In October, I wrote about October being the Breast Cancer Awareness Month. Perhaps a little preachy, but things that I felt I must say. The irony of being diagnosed with breast cancer in October 2007 and then undergoing a double mastectomy in October of 2007 is not lost on me. And my dear Twigs friends had to list listen to a little, but also had the rare opportunity to reach in a pink bag to feel what a prosthetic breast feels like. I am usually bold and out there, but so many of these diseases are so hushed. Take care of yourself or you can have what's in the pink bag.
At last, to the point. November is Pancreatic Cancer Awareness Month. I imagine that very few even know where their pancreas is or what it does. No matter..... but you have to have one to live. This cancer is often diagnosed after the disease has progressed to the extent that no "traditional medical options" are available. The symptoms can be vague, easily thought to be some other ailment, so many other diagnosis may be given before the inevitable Big C diagnosis is made. Detected very early, like many cancers, there is a high cure rate if diagnosed early. Otherwise, it is highly lethal, with not much time between diagnosis and death. And much of that time is extremely unpleasant. (Disclaimer: Be careful what sites you check out. It's always best to stick with major clinics or hospitals and avoid Uncle Joe's)
Not much time typically passes from a progressed pancreatic cancer diagnosis to death. Even those final days, however many there are, may completely rob the person (who is being called a patient now because they no longer are a person) of energy, mobility, controlled pain. We are not talking a very lengthy period. Sometimes it is days, or weeks, or a few months. But from what I understand, the desire to "be done" can come pretty quickly.
Movies always allow those dying cancer people to look pretty good to the end. To desire visitors and welcome them warmly. No one is crying from pain, vomiting, curled in the fetal position, hoping, praying, that in a few minutes they will feel a bit better, at least enough to acknowledge the visitors. We the living need to go see our dying loved ones. It makes sense. But it can be so incredibly hard on the person being visited. This is the last look, the last words, the last opportunity to heal old wounds or correct any grievances.
And then it is done. The living cry and mourn, the dying keep dying. I have been told that death from pancreatic cancer can be the answer to prayers.
My Aunt Sally, my Mother's sister, courageously fought pancreatic cancer. The time between diagnosis and death was not lengthy. She was able to wrap up a few projects. Her daughter, my cousin Anne, and she looked at old and not-so-old pictures, and she told Anne all about who was there, where there was, and why the pictures still mattered. Scrapbooks and photo albums were made. I think (although I am not totally sure) that I heard a story of a lot of pictures ending up in the recycle bin. Time goes by and we can't remember who it was we were so happily drinking margaritas with in that particular photo.....

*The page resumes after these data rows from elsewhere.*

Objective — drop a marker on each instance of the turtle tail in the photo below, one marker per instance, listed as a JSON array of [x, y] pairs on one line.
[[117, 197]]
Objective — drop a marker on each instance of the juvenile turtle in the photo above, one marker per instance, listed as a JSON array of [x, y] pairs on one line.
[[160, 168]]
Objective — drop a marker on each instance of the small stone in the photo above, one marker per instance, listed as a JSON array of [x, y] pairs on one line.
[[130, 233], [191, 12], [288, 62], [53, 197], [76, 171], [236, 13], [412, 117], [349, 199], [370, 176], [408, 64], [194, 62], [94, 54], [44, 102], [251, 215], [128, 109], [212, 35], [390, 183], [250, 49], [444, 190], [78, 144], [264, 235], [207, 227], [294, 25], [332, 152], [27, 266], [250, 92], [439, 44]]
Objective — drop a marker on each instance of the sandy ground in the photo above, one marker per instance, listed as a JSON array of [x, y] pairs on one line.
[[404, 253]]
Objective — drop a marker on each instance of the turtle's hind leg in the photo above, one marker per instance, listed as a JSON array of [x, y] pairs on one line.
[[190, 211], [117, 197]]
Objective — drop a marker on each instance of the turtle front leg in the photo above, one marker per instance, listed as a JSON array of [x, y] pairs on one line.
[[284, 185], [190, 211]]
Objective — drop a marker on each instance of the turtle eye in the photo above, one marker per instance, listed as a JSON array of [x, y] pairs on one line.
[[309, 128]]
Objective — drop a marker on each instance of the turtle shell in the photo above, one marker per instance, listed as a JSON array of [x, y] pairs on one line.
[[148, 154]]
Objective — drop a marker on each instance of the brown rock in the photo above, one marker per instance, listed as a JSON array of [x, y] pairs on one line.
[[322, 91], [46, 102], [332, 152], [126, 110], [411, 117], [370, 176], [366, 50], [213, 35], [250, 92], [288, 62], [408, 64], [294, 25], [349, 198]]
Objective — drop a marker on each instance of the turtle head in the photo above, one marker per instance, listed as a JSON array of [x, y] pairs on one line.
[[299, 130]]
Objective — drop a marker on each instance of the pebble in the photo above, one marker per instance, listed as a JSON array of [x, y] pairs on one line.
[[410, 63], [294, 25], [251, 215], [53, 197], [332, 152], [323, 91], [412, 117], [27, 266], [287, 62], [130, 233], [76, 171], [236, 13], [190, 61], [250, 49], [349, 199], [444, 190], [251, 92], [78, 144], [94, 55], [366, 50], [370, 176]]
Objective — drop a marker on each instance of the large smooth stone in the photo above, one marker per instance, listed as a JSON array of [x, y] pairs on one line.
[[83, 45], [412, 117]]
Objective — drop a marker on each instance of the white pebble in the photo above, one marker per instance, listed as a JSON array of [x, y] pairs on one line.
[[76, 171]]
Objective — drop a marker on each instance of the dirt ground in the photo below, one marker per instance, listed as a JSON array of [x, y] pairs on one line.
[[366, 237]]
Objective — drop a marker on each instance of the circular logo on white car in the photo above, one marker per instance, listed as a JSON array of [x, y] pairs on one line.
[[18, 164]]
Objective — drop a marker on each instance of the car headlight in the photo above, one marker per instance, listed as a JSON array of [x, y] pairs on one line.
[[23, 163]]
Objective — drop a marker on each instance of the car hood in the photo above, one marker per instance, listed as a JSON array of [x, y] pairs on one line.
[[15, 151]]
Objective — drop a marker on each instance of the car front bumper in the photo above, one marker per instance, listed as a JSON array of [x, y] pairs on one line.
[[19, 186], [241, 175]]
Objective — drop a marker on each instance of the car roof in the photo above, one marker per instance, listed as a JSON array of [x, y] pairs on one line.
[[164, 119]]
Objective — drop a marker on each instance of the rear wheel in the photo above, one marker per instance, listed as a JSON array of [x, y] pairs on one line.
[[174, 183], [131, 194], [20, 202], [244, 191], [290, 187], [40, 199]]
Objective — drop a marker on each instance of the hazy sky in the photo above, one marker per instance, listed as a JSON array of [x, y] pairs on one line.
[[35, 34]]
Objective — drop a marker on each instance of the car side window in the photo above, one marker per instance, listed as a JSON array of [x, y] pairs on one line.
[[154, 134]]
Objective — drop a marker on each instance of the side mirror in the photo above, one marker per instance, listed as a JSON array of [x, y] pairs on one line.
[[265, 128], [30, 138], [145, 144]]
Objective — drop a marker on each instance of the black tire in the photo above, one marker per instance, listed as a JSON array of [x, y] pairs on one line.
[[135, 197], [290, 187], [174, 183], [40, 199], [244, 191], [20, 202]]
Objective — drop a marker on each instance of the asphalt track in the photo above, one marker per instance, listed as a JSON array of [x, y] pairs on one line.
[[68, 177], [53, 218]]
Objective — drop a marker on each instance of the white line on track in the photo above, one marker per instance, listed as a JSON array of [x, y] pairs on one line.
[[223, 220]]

My Uncle Hugh, her one and only husband, quickly had renovated their home to allow my Aunt Sally to remain on the main floor and avoid the challenge of the stairs. They were in for a fight! After all, she had survived breast cancer and a double mastectomy, then major reconstruction surgery, so the ups and downs of the cancer race were already familiar. It is those who are distanced by a few degrees of separation that think and say things about a definite death sentence, that a person will never make it, and even take a closer look in the china hutch. The cancer warrior fights until there is no fight left, regardless of how long that may be.
I have lit a candle every day this month in honor of my Aunt, who I was so happily named after. I don't have any way of making sense of any of it. I just know it really sucks. There had been some distance among my Mother and her siblings, so my relationship with my Aunt had not progressed past my teens. But ultimately what matters most is there was love, honor, and respect between the two sisters in April 1970 that I was born as Sally and christened as Sally. What an honor that is. Her dignity in death reminds me that we each get to choose our end. Who will be there, or not. Where it will take place, or not. What needs closure, or not.

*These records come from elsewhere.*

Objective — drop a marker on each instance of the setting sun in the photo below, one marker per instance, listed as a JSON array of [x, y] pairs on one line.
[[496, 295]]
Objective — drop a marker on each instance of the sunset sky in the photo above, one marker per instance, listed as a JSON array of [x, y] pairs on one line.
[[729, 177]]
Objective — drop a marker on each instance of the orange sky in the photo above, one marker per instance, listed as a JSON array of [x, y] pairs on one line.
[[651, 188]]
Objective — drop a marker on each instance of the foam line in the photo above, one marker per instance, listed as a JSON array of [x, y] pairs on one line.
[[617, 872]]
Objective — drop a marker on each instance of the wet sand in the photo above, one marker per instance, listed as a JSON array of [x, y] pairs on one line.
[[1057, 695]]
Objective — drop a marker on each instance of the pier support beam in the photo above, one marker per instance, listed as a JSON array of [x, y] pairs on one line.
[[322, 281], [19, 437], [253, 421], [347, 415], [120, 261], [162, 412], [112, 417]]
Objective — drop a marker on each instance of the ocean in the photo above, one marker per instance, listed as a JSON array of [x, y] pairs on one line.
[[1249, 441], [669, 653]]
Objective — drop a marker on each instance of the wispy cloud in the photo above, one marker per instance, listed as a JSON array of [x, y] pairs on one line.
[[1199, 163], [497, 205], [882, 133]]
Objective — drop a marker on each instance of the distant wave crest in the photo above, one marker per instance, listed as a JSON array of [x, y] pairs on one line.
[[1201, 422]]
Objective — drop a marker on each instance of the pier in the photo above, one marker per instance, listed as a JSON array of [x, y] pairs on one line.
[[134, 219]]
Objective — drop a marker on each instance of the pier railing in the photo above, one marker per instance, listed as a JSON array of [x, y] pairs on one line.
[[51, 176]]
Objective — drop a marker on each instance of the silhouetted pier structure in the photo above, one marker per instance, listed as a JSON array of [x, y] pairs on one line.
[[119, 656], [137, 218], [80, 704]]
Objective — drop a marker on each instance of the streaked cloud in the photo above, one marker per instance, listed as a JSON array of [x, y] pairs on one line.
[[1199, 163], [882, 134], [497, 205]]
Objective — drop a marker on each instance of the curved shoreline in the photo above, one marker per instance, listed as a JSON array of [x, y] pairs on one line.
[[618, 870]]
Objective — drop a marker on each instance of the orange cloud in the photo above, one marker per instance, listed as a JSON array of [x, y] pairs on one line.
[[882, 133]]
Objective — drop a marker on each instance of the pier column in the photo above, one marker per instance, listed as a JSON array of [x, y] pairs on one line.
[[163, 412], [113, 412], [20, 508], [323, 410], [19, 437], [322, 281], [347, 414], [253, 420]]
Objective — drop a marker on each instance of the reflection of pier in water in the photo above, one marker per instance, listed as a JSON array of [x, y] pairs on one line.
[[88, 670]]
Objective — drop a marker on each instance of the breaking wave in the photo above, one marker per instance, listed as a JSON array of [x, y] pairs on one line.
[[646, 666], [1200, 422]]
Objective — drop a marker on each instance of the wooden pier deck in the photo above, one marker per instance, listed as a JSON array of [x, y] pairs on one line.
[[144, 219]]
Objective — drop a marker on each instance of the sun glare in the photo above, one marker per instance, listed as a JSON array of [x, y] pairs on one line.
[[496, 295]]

In honor of my Aunt Sally, I encourage each of you to Google pancreatic cancer and learn about the early warning signs, risk factors, and what you can do. Most of all, I encourage you to know your body and when something is not "right" get it checked. Take a few hours out of you life each year (yes, you can fit this in) for an annual check-up with your doctor.

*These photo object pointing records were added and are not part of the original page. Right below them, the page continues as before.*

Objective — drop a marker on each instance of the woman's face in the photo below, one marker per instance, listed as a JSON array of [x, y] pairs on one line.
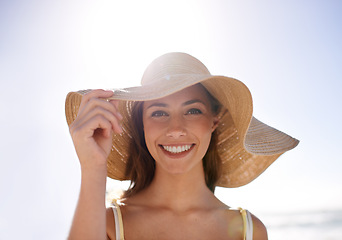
[[178, 129]]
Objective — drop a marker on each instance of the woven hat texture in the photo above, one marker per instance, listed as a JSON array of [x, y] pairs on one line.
[[246, 145]]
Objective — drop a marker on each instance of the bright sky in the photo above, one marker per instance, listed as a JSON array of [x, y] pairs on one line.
[[288, 53]]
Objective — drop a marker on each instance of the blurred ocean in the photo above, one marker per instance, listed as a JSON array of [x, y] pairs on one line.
[[314, 225]]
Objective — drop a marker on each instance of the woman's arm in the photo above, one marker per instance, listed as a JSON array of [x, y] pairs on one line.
[[91, 132]]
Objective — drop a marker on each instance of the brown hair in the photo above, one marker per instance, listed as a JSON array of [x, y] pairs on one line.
[[140, 167]]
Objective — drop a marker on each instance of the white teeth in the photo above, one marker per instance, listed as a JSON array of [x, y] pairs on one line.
[[179, 149]]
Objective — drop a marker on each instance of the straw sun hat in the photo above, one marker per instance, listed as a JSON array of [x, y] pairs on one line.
[[246, 145]]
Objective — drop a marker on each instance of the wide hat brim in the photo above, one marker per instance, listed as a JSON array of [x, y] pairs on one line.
[[246, 145]]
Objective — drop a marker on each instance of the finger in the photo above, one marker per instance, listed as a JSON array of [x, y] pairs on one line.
[[98, 93], [94, 103], [115, 103], [88, 128], [94, 112]]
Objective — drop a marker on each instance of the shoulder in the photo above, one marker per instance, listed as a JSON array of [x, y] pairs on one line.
[[259, 229]]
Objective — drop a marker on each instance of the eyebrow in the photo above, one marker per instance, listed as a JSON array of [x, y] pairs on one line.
[[160, 104]]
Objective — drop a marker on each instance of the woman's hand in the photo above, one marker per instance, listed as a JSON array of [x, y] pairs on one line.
[[93, 128]]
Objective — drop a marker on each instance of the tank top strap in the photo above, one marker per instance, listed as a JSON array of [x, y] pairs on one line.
[[119, 230], [247, 224]]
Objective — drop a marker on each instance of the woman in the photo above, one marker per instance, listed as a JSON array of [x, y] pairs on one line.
[[176, 137]]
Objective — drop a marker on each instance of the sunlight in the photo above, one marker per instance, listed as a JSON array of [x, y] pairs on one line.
[[115, 37]]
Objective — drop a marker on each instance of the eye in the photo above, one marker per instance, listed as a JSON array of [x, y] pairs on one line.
[[159, 114], [193, 111]]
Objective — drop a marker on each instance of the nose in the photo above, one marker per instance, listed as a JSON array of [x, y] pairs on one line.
[[176, 128]]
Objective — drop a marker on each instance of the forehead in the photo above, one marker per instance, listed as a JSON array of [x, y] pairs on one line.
[[196, 92]]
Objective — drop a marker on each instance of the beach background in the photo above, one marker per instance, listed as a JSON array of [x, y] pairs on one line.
[[288, 53]]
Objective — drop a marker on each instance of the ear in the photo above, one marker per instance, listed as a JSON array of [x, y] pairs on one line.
[[216, 122]]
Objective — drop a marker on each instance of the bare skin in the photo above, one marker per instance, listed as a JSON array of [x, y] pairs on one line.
[[172, 207]]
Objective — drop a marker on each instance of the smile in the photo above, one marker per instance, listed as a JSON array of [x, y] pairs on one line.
[[176, 149]]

Thank you, Aunt Sally, for always doing what you thought was right, for your efforts and accomplishments at home and in the Norman Library System, and for teaching countless others how to fight and how to speak up and say no more fighting. See you soon....................
2 comments:
And she raised a wonderful daughter to boot...Anne is one of the kindest, coolest and most beautiful women I know. Plus, she regularly kicks my ass at WordTwist on FB so she's smart, too. Not fair! Thanks for this post, Sally.
Thank you Sally for posting this. My Uncle Tim died of pancreatic cancer in Feb 1999. It took him from us within a year. It started off as back pain and it was diagnosed after it had advanced too far. It is one of the most aggressive cancers that my family has dealt with and we have had a history of quite a few different kind of cancers. Thanks again for posting the story about your Aunt.